I have much less to say about 2008’s The Incredible Hulk movie than I had to say about 2003’s Hulk, because the film is much less ambitious. It’s a strange thing to say about a superhero movie, but it feels … conservative. Safe.
It’s not a bad film. Apart from making Betty Ross a cipher, a love interest and nothing more, it really doesn’t do anything wrong. It makes a series of competent steps from its premise — that Banner has been living with his condition for five years — to its conclusion. You can’t criticise any of them; but you can’t really get excited about them either.
Here’s an oddity that shows how relatively little the film has going on: if you do an image-search for “hulk 2008”, you get back a set of mostly identical images, all of them resembling the one at the top of this post: the top half of the Hulk, facing the camera, angry.
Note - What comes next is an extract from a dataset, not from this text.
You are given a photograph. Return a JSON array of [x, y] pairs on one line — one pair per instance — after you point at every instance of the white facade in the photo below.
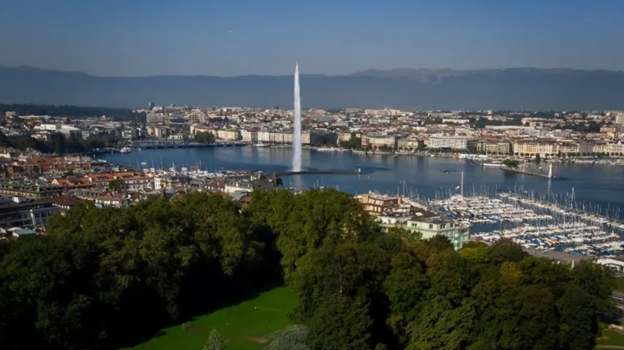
[[452, 142]]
I think that tells you something about how relatively limited a story the film tells, and how limited a visual vocabulary it uses in doing so.
Perhaps the first mis-step is that, by coming in five years after Banner’s first transformation, The Incredible Hulk misses out on the origin story, which is one of the most compelling elements in Hulk mythology. (This may be because the film is undecided about whether it’s positioning itself as a reboot of the 2003 film or a sequel to it.)
While the Fantastic Four got their powers by the arbitrary action of cosmic rays — an act of God, we might say — the Hulk received his blessing and curse by taking the brunt of a nuclear explosion. That’s an important difference. The Hulk was created by humans, by science gone wrong. That makes him not a freak of nature but a Frankenstein monster — or, as Matt Wedel has argued, the American Godzilla. Banner absorbed the power of the gamma bomb, and it’s this that the Hulk manifests. That’s a powerful story with gut-level resonances, tapping into the fears of a generation. You have to question the judgement of a film that skips right over it. (While Ang Lee’s Hulk made changes to the Hulk’s origin, not really for the better, it did at least have a solid vision for what it was trying to achieve in this respect.)
While Edward Norton’s Bruce Banner is undistinguished and Liv Tyler’s Betty Ross is wet, I do have to give credit to Tim Roth’s Emil Blonsky, who somehow convinces as the veteran soldier who wants some of what the Hulk has. The film is at its best when exploring Blonsky’s developing obsession and his awkward power relationship with General Ross. And the one truly arresting image from the film occurs during the Hulk’s rampage on the Culver University campus, during a moment of quiet, when Blonsky meets him face to face and, shockingly, just stands there looking at him. Meeting him as though they were equals.
This works; and so does the Hulk’s casual, dismissive kick that sends Blonsky flying across the screen to smash into a tree, giving him injuries that he would not have recovered from were it not for the Hulk-juice he’d been ingesting.
At this stage, the film feels like it might be headed somewhere, despite the relative anonymity of the Hulk himself. Unfortunately, the place it’s headed is the most predictable of showdowns, as Blonsky overdoses on Hulk-juice and transforms into The Abomination, a huge powerful humanoid with Hulk-like powers. It’s the very epitome of the syndrome that Cracked.com memorably summarised as “You gotta fight this guy, Wolverine, because you both have similar melee tactics.”
So the Hulk and the Abomination face each other in New York, and they take it in turns hitting each other until one of them wins. Which one? Well, the Hulk of course, but only because it’s his movie. There is nothing really happening here — no in-universe reason why the conflict ends one way rather than the other. There’s no sense that any of what transpires is due to the elemental and unique nature of the Hulk, only that when the two big guys start hitting each other, the Hulk turns out to be slightly stronger.
So while the 2008 film is competent throughout, it does something I would hardly have thought possible, which is to make the Hulk sort of boring. I don’t know how much it’s due to lack of ambition on the writers’ part — maybe as an over-reaction to the 2003 movie’s inability to match its own aspirations. Or it might be a failure of charisma in the leads (Liv Tyler makes a better elf than she does a human). Or it might be more to do with the well-documented production problems, but the upshot of it all is a Hulk with no personality.
Which I suppose is why, even though this film is nominally part of the MCU (it was the second film in that universe, following Iron Man), it doesn’t feel like an MCU film. Its only narrative link with the others is a brief post-credits cameo from Tony Stark, but its non-MCU-ness goes much deeper than a lack of overlapping cast. It lacks the sharpness, the smartness, the pervasive wit of mainstream MCU. All of which explains why, when they came to make Avengers, they started all over again with yet another Hulk. But that’s for next time.
That’ll probably be the one I miss. The Hulk is a hard character to make interesting. He’s an irrational elemental force when enraged which doesn’t give anyone much to work with. The later MCU seriously relaxed this as the serious progressed.
I think it’s well worth watching the 2008 Hulk if only to marvel at how much the supposedly identical character changed from Avengers onwards. But if you don’t care about that kind of thing, I do agree it’s missable on its own terms.